Introduction
Il arrive parfois que la mémoire RAM d’un ordinateur ne soit pas assez grande pour permettre à tous les programmes de s’y exécuter en même temps. Ce problème est connu depuis longtemps et plusieurs solutions ont été proposées. Dans les années 1960, les premiers ordinateurs découpaient les programmes en plusieurs parties (overlays) et les chargeaient dans la mémoire au fur et à mesure de leur exécution. Aujourd’hui, les ordinateurs utilisent une technique plus moderne: la mémoire virtuelle.

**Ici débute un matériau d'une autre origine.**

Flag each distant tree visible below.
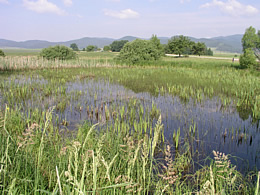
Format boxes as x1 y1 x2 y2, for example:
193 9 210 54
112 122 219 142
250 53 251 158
239 26 260 68
0 49 5 57
150 35 165 55
206 48 213 56
40 45 77 60
168 35 191 56
103 45 111 51
242 26 259 52
86 45 98 52
117 39 162 65
110 40 128 52
70 43 79 51
239 48 257 69
192 42 207 56
162 44 171 54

En plus de résoudre le problème de la taille des programmes, la mémoire virtuelle permet aussi d’isoler les processus les uns des autres. Dans un système avec de la mémoire virtuelle, tous les processus ont l’illusion d’avoir la totalité de la mémoire de l’ordinateur à leur disposition, mais en fait ils se la partagent sans pouvoir interférer les uns avec les autres. Cette isolation est implémentée par du hardware spécialisé et elle protège ainsi les processus les uns des autres.
Ce hardware spécialisé c’est la MMU (Memory Management Unit) et c’est ce que nous étudions dans ce chapitre.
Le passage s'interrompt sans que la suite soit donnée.